Gegentor in letzter Sekunde: Flames scheitern ganz knapp im Viertelfinale

Die Red Flames sind bei der Europameisterschaft ausgeschieden. Die belgische Nationalmannschaft der Damen musste im Viertelfinale eine 0:1-Niederlage gegen Schweden hinnehmen. Der entscheidende Treffer fiel erst in der Nachspielzeit.

Red Flames scheitern in letzter Sekunde (Bild: David Catry/Belga)

Red Flames scheitern in letzter Sekunde (Bild: David Catry/Belga)
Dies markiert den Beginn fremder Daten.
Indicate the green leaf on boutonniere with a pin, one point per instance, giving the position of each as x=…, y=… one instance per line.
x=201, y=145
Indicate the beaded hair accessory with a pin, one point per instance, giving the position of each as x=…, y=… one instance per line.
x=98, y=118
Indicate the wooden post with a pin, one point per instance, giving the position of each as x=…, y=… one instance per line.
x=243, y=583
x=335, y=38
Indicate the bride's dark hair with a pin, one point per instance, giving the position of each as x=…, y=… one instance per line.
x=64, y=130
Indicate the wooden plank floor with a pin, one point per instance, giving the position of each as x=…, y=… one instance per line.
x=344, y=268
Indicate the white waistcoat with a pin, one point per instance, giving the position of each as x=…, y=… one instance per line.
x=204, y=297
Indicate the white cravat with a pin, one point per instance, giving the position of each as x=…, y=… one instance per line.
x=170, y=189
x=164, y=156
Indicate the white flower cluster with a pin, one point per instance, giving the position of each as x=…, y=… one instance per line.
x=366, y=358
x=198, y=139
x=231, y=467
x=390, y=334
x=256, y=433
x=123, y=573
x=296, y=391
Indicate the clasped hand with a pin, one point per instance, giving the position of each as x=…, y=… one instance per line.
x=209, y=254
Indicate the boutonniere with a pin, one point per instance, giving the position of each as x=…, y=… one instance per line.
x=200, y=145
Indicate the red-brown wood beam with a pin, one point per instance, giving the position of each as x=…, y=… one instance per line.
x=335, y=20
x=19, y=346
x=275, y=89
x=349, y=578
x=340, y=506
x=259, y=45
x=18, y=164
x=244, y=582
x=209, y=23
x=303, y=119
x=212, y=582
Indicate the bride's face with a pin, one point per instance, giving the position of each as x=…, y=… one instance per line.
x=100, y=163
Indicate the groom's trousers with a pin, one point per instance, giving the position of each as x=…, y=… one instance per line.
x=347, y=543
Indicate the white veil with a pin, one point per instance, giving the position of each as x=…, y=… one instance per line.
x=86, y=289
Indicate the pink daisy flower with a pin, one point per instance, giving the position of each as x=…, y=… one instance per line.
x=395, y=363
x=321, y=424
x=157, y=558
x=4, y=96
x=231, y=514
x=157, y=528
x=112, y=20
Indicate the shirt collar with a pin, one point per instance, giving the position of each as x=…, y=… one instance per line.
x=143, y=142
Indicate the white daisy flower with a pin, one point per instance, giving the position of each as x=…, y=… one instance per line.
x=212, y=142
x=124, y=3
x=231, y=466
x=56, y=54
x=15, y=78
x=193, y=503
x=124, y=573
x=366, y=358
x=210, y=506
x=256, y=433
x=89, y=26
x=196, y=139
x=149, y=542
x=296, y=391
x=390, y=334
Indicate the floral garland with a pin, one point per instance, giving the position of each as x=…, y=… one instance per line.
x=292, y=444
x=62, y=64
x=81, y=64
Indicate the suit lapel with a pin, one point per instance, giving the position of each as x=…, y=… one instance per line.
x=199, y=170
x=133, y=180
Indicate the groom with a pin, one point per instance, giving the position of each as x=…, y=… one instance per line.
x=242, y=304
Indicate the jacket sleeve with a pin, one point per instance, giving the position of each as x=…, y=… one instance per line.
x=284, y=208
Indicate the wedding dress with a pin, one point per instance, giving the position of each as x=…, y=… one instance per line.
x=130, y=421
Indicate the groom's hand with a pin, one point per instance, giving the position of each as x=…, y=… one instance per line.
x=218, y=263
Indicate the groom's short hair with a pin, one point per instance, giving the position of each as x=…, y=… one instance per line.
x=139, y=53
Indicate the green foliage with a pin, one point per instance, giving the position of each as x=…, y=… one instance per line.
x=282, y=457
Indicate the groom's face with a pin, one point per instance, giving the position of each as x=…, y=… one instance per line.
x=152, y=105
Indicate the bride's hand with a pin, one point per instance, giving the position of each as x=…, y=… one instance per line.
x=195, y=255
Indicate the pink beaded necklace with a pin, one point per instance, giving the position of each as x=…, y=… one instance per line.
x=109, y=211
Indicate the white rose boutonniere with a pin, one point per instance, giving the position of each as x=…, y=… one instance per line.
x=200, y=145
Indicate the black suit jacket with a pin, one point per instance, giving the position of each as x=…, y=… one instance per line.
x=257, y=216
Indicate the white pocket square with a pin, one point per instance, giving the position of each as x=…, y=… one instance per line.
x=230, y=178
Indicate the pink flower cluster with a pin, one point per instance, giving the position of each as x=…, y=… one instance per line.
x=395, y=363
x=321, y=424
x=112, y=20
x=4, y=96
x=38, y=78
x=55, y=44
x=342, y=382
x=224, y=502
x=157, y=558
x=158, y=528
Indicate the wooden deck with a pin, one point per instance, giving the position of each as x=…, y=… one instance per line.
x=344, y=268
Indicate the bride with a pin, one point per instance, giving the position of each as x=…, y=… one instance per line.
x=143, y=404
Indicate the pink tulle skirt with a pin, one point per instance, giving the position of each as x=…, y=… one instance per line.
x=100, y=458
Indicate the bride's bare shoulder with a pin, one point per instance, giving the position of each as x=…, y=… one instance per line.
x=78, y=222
Gegen Schweden nahm Nationaltrainer Ives Serneels ein paar Veränderungen in der Startelf vor. Laura De Neve nahm wieder den Platz in der Defensive ein. Außerdem rückten Marie Minnaert und Laura Deloose in die Elf vor.

Im in Manchester spielten die Flames nicht nur auf defensive Stabilität. Die Flames setzten auch offensive Akzente, spielten mit und erspielten sich auch Chancen. Die Schwedinnen, als klare Favoritinnen, sorgten auf ihrer Seite dafür, dass den Zuschauern im Stadion ein spannendes Spiel geboten wurde.

Nach 24 Minuten ging es dann schnell für Schweden. Mit einem Pass wurde die gesamte belgische Abwehr ausgehebelt. Glück für die Flames: Das aus dem Angriff resultierende Tor war aus einer Abseitsposition.

Sechs Minuten später hatten dann auch die Flames eine gute Torchance. Über Tessa Wullaert landete der Ball bei Tine De Caigny. Ihr Schuss ging neben das Tor. In dieser Überzahlphase war mehr drin.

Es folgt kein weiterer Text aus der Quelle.